Why Does the Math Not Work Out
It’s funny how fast Windows 7 starts up. Not actual users, who also don’t tend to swarm back to legacy OSs, particularly with Windows 11 so accessible. Statcounter’s rise from almost imperceptible to almost 10% in just a few months, to me, seems cooked.
Roemmele points to bots. They also regularly mutate their user agent strings to bypass site defenses. Anti-bot utilities will look for freakish new browser or crawler user agents. But by masquerading as Windows 7 boxes, bots can fly below the radar.
Here’s a typical disguise: Mozilla/5.0 (Windows NT 6.1; WOW64; rv:40.0). To most servers, it just looks like an old but innocuous browser. In fact, it might be an AI model surreptitiously harvesting data.

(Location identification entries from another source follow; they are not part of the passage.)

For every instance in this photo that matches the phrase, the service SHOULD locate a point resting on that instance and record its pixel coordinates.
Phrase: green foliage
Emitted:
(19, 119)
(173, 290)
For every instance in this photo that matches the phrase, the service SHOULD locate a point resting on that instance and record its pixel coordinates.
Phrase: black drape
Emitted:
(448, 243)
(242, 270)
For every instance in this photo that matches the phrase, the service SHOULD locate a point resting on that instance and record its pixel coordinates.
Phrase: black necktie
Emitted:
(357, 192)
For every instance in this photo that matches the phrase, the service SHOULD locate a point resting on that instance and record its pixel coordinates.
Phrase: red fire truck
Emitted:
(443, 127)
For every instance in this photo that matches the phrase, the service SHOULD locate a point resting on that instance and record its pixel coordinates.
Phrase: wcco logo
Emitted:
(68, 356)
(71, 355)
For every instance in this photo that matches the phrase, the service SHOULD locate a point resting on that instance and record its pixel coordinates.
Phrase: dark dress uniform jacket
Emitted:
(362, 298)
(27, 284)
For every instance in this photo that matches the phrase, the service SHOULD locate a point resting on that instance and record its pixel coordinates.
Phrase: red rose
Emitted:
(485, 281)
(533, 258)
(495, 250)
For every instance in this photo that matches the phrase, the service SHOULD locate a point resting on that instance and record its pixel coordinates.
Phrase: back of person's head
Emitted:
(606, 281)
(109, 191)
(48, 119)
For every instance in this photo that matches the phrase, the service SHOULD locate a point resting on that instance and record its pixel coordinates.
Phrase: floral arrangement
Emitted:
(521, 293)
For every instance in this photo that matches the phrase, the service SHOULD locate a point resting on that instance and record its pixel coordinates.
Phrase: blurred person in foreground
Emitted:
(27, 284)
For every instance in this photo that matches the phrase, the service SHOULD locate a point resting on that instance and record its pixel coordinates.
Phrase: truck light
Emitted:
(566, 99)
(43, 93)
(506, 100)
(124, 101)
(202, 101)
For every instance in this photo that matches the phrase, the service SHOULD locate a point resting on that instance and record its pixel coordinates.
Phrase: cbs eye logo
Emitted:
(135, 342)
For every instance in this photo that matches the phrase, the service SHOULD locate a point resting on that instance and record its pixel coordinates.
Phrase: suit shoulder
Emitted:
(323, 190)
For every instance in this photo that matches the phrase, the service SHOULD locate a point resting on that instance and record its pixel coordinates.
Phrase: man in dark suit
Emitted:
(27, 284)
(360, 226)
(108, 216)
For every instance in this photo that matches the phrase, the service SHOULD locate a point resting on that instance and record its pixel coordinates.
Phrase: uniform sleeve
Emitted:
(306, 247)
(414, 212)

Why now? AI startups are hungry for training data. Web scraping serves this demand, with bot traffic approaching 50% of visits. Imperva’s 2023 research found bots outnumber humans online.
It also makes the data spike more likely to be bot-driven. A real human return to Windows 7 would be slower, bound to mired legacy apps or nostalgia. Rather, the rate and volume are more reflective of bot traffic than actual use.
Alternative Explanations and Risks
Not everyone is convinced by the bot theory. Others highlight pragmatic reasons to sustain Windows 7. Legacy software is one example. Gamers mention legacy releases such as Fallout 3, which run optimally on older machines. A few organizations also depend on legacy apps that do not run nicely on new ones.
There’s also the honeypot angle., a security researcher, we sometimes keep vulnerable systems like Windows 7 just to attract attackers. These configurations allow them to delve into risk in an unrestrained manner. If these systems go global, they could affect traffic reports.
Others worry about darker possibilities. Unpatched OSes remain hacker-low-hanging-fruit. A surge in Windows 7 devices could be a sign of a purposeful hack to take advantage of older vulnerabilities. Microsoft itself cautions against the use of end-of-life systems since they no longer receive important security updates.
But the magnitude of that jump–from near zero to nearly 10%–is hard to account for based on population alone. Not even retro users or niche industries would shift the dial that much. Bots, however, could. If millions of bots masquerading as Win7 traffic, StatCounter could get a phony boom. The danger is not just confusion. Misread numbers skew our picture of world technology usage.
Conclusion
Windows 7’s secret sauce is fewer humans and more robots. For instance, AI scrapers mask themselves with legacy user agents to bypass blocking. It accounts for exploding growth in usage much more plausibly than human nostalgia or legacy software lock-in. But outlier thinking — from honeypots to cyber blasts — still has our eye. But the episode exposes a more serious problem — how bot traffic obscures the line between human and bot. As AI changes, web activity metrics will have to as well. Otherwise, we confuse machine habit with human choice.